Unternehmen haben in der Vergangenheit immer nur Wissen ausgebildet. Jetzt haben sie festgestellt, dass Soft Skills oft nicht vorhanden sind. Also, soziale Kompetenz, Verkaufskompetenz, Verhandlungsführung, Konfliktfähigkeit und ähnliche Dinge. Man hat dann erkannt, dass man mehr in die Persönlichkeitsentwicklung und weniger in das Fachwissen investieren muss. Gerade um beim Kampf um die Talente mithalten zu können, ist das wichtig. Denn Talente heute haben nur eine geringe emotionale Bindung an den Arbeitgeber. Man sagt, man kommt zu einem Unternehmen, aber man verlässt seine Führungskraft. Inzwischen haben die Unternehmen gemerkt, dass die Ursache für Mitarbeiterfluktuation häufig in falsch oder schlecht ausgebildeten Führungskräften liegt.
In den vergangenen zehn Jahren war das nicht so wichtig, weil die Wirtschaft gut lief und keine Notwendigkeit bestand, an diese Dinge heranzugehen. Es wird jetzt durch diese schwierige Phase bewusster, dass man da mehr tun sollte.
Und wie siehst Du die Zukunft der Arbeit, gerade auch, was Homeoffice angeht?

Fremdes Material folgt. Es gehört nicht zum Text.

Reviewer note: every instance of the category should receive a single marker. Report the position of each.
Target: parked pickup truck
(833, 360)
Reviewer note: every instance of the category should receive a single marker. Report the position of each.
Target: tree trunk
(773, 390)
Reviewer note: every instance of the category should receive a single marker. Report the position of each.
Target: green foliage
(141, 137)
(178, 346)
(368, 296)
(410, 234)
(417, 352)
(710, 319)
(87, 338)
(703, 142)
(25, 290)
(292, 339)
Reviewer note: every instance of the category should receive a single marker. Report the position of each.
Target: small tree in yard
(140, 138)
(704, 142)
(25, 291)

Homeoffice wird bleiben. Ich kenne Unternehmen, die jetzt umziehen und nur noch mit 50 Prozent der Fläche planen. Mehr brauchen sie nicht. Denn sie wollen anders arbeiten und dazu gehört, dass man nicht immer im Büro ist. Auch von den Kosten her ist es interessant. Außerdem wird man mit der Möglichkeit remote zu arbeiten deutlich attraktiver für Menschen, die nicht so weit fahren wollen oder mit ihrer Familie lieber auf dem Land leben oder als digitale Nomaden an einem beliebigen Ort arbeiten möchten. Ich schätze auch, dass mindestens 30 Prozent der künftigen Meetings digital sein werden. Das hat sich etabliert und funktioniert. Das heißt, man wird in Zukunft viel häufiger dort arbeiten, wo man gerade Lust hat.

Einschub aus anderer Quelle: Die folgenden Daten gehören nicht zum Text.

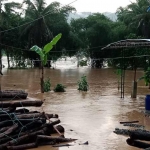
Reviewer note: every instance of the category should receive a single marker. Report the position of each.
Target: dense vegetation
(39, 22)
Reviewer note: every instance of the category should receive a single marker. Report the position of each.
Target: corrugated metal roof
(128, 43)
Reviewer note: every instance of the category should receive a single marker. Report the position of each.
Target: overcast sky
(93, 5)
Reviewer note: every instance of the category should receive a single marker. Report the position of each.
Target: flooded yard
(87, 116)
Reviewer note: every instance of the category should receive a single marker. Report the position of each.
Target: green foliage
(83, 62)
(59, 88)
(47, 85)
(83, 84)
(118, 72)
(146, 77)
(43, 52)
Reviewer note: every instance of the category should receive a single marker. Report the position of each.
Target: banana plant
(43, 53)
(146, 77)
(118, 72)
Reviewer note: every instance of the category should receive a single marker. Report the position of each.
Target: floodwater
(87, 116)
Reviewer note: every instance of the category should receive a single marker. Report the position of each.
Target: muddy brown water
(87, 116)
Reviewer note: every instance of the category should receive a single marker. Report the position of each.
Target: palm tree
(6, 11)
(136, 15)
(38, 32)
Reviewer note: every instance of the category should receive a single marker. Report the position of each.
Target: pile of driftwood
(23, 129)
(137, 136)
(13, 94)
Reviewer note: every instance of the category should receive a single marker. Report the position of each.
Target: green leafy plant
(43, 53)
(47, 85)
(118, 72)
(83, 63)
(146, 77)
(59, 88)
(83, 84)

Michael Krautwald war selbst mehr als 20 Jahre lang im Top Management unterwegs. Seit über zehn Jahren coacht er Führungskräfte und begleitet sie in eine neue Welt des Arbeitens, die nicht mehr ausschließlich im Büro stattfindet und bei der es um Vertrauen und das Abgeben von Verantwortung geht. Er selbst hat dem Arbeitsplatz in der Firma schon lange abgeschworen und lebt mit seiner Familie im Südwesten Frankreichs, von wo aus er teilweise auch seine Coachees betreut. Entweder in Online-Trainings oder vor Ort auf seinem Bio-Landgut. Ansonsten ist er aber auch in Deutschland vor Ort bei seinen Kunden.